The STIC equilibration buffer conditions were first screened using a Sartorius Sartobind STIC 96-well plate in a full factorial
experimental design, as described in the Materials and Methods section. The load eluate (or flowthrough) and wash from each
well, representing the purified product from an experimental run, were collected and evaluated for yield, HCP, and HMW. More
than 90% process yield was achieved in all 30 experimental runs. The residual HCP and HMW levels in the STIC purified Mab-T
were summarized in Figure 1. The residual HCP was <50 ppm at all tested conditions. Higher HCP removal was achieved when the
operating conditions moved to the center of pH-NaCl contour plot (see Figure 1a). In most cases, for a given NaCl concentration,
with increasing pH, HCP removal efficiency increased to the highest point and then started to decrease. This finding suggests
that the optimal pH operating window for Mab-T is at pH 7.0–7.5.

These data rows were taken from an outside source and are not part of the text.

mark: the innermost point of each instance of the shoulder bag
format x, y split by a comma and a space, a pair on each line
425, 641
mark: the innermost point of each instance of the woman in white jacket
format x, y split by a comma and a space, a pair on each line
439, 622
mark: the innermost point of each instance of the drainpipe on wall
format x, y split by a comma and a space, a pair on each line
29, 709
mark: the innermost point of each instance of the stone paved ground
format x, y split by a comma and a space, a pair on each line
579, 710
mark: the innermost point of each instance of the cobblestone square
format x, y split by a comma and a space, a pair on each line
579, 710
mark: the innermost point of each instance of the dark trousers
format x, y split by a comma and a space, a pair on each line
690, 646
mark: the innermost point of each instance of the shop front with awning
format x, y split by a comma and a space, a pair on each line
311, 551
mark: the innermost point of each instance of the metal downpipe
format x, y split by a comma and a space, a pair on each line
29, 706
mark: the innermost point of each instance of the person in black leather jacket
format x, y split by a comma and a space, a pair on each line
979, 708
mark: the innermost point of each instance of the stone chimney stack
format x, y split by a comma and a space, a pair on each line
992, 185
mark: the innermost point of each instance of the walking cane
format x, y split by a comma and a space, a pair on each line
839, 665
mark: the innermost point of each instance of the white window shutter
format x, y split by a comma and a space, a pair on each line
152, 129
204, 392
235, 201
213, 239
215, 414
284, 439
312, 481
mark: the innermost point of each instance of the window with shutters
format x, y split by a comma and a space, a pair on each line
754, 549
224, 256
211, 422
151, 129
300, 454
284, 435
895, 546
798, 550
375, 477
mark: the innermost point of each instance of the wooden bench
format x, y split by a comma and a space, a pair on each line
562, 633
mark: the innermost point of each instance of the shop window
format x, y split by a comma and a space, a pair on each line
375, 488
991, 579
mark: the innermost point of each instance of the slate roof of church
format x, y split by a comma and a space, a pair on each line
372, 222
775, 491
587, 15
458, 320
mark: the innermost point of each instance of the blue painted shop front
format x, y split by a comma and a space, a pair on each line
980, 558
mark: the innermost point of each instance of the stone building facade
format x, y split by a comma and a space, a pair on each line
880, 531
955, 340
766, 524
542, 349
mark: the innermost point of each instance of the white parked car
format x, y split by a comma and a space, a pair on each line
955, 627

The presence of an optimal operating pH window is consistent with the amine protonation hypothesis reported previously (21,
23). As pH increases from 6.5 to 8.5, amine groups are less protonated. Thus, positive charges on the ligands available to
bind impurities decrease (21). Meanwhile, with increasing pH, there is an increase in the net negative charge of host cell
proteins, which results in more efficient binding to the positively charged ligands on the membrane adsorber. The presence
of an optimal pH operating window is due to the combination of amine protonation on the STIC membrane adsorber and changes
in protein surface charges.
In addition, in the pH range of 6.5–8.0, HCP removal was not dramatically affected by NaCl concentration, supporting the salt
tolerant nature of the STIC membrane adsorber. Through this quick, full factorial DOE study using 96-well plates, optimal
buffer conditions for HCP removal were identified.
We next examined the impact of equilibration buffer conditions on the removal of HMW from the partially purified Mab-T. With
the understanding that in most cases, HMW level can be controlled to below 2.0% through pre-polishing steps, the goal of HMW
removal in this study was to reduce HMW species from 5.0% in the load to 3.0% in the flowthrough. When operating pH was increased
from 6.5 to 8.5, the HMW in the purified Mab-T increased from 2.7% to 4.0% as shown in Figure 1b. A concomitant decrease in
the IgG monomer was observed, suggesting that the HMW removal was less efficient as the pH increased. By contrast, HMW removal
was not sensitive to NaCl concentration, particularly in the range of 20–120 mM NaCl. These findings further suggest that
the process performance of Sartobind STIC is a result of its salt tolerant nature, supporting a wide design space of solution
ionic strength or NaCl concentration. In order to reduce the HMW in the final product to 3.0% and HCP to less than 30 ppm,
pH 7.0–7.5 and 25–75 mM NaCl were selected for further condition optimization.
The initial buffer conditions developed in the screening experiments were further optimized through 12 additional experimental
runs on a STIC 96-well plate via a central composite design (pH: 7.0–7.5, and NaCl concentration: 25–75 mM). The STIC response
surfaces of process yield, residual HCP, and HMW level, were defined based on these runs. Again, each well in a STIC 96-well
plate represented one unique combination of experimental conditions. As expected, >94% process yield was achieved in all experimental
runs. The sweet spot of the equilibration buffer conditions is illustrated as a pH-NaCl contour plot (see Figure 2). When
STIC was operated in the window of pH 7.2–7.3, and 30–60 mM NaCl, HCP was reduced to a lower level (< 20 ppm) and HMW to 3.0%.